The specific case is that the property was purchased by Sukh Ranjan Mukherjee defendant no. 2, and the house was constructed by the plaintiff and defendant. The Court has recorded a specific finding after assessment of the oral as well as documentary evidence adduced by the respective parties that the plaintiff has completely failed to establish any source of income at the time of execution of the sale deed. He has expressed his complete ignorance regarding any deed of agreement or sale consideration paid. He has altogether failed to establish that he has any source of income and since there is no pleading regarding any other source of income save defendant no. 2, who contributed towards the purchase of land. The finding recorded by the Court below that the consideration money for the sale deed was exclusively given by Sukh Ranjan Mukherjee, defendant no. 2 and not the plaintiff. This finding is inconsonance with the evidence and pleadings. The Court below has decreed the suit on the basis of 'Doctrine of blending' which is neither the case of the plaintiff nor the defendants. The plaintiff has not even made any averment that 6 brothers and 4 sisters were members of H.U.F. and therefore all of them would have equal share. After applying theory of blending the Court below was liable to examine that assuming that the property was purchased by the defendant no. 2, but it was for all the brothers of the H.U.F. By applying 'doctrine of blending'. The Court was liable to record a specific finding. There is no pleading to the effect that there was any documentary evidence or any such act on the part of Sukh Ranjan Mukherjee to throw the land in the common stock with intention to blend. No assertion or finding to the effect that there was any intention to waive his separate right. In fact the suit was instituted by the plaintiff claiming equal share against defendant no. 1 alone. It was only when defendant no. 1 pleaded in his written statement that the land. was purchased by Sukh Ranjan Mukherjee defendant no. 2 and the construction was made on the land by independent and exclusive income of defendant no. 1 while he was staying in United Kingdom and had a separate income,. defendant no. 2 was added as a party.

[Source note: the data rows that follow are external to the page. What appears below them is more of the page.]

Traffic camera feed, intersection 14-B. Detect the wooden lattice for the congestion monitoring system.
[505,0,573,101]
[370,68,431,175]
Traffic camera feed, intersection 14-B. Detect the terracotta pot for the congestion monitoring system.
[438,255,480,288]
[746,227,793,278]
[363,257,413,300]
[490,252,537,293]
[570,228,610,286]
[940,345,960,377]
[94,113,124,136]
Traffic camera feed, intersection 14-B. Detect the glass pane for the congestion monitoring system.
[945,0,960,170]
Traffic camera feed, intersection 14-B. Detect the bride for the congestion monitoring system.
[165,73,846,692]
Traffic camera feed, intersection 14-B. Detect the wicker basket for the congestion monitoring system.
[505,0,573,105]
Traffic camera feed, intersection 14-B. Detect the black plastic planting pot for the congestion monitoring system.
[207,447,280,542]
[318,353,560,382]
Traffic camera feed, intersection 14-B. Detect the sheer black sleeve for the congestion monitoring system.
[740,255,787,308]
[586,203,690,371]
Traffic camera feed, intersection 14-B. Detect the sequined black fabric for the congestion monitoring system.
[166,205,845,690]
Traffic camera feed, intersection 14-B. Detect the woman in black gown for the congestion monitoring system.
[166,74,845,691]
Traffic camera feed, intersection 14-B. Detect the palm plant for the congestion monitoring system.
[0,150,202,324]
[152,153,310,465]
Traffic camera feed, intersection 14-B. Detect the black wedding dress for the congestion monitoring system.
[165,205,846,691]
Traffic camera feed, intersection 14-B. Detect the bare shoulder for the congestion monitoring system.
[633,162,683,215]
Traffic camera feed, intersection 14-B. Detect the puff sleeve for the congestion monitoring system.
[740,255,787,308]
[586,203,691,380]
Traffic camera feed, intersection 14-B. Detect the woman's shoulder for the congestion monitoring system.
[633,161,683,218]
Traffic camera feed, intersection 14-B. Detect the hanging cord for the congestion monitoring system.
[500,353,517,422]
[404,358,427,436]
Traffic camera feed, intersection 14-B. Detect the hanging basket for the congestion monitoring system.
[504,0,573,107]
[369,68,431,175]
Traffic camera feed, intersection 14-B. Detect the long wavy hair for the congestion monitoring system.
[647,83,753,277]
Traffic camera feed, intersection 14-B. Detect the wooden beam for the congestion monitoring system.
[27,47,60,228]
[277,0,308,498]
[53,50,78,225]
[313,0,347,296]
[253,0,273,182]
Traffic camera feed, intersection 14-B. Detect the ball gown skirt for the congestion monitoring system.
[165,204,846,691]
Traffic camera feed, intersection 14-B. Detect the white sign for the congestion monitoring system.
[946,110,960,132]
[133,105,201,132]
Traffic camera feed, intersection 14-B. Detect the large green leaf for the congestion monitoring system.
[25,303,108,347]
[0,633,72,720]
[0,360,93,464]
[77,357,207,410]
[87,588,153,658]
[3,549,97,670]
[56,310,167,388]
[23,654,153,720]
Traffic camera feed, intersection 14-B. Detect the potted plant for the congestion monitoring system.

1 pleaded in his written statement that the land. was purchased by Sukh Ranjan Mukherjee defendant no. 2 and the construction was made on the land by independent and exclusive income of defendant no. 1 while he was staying in United Kingdom and had a separate income,. defendant no. 2 was added as a party. The theory of blending is discussed in the Mulla Hindu Law in Article 227. There are several instances and illustrations elaborated which goes to establish the theory of blending. The precondition for blending is, (i) there should be an existence of coparcener property, (ii) coparcener's separate property could then blend with the coparcener property, and (iii) a definite intention to throw the separate property with common stock voluntarily. The act by which the coparcener throws his separate property into a common stock is an unilateral act and matter of individual volition. 23. I have also examined the evidence. Ext.-A is a letter written to defendant no. 1 by mother, which has been read out by the learned counsel to substantiate that the Court below has completely ignored this piece of evidence, which was very important. An extract of cross-examination of D.W.1 Priti Ranjan Mukherjee has been placed by the learned counsel. I have examined the entire evidence and also Exhibits such as receipts, counterfoils, bank receipts, bank letter in the name of defendant no. 1, pass books and the letters issued by the Bank. Learned counsel has placed various paragraphs of cross-examination in support of his case and also placed reliance on another decision of the Apex Court; in the case of Mallesappa Bandeppa Desai and Another vs. Desai Mallappa @ Mallesappa and Another, AIR 1961 Supreme Court 1268. It was held that where in theory of blending has been expressed. It is illustrated that the conduct on which a plea of blending is based must clearly and unequivocally show the intention of the owner of the separate property. The basis of the doctrine is the existence of co-parcenary and co-parcenary property. 24. Evidently in the instant case there is neither any pleadings nor any evidence that there was any joint family property whatsoever. Therefore, bringing the disputed property into joint family property is out of question and thereby the findings recorded by the trial Court is a far fetched imagination and the case of blending carved out by the Court itself is not justified.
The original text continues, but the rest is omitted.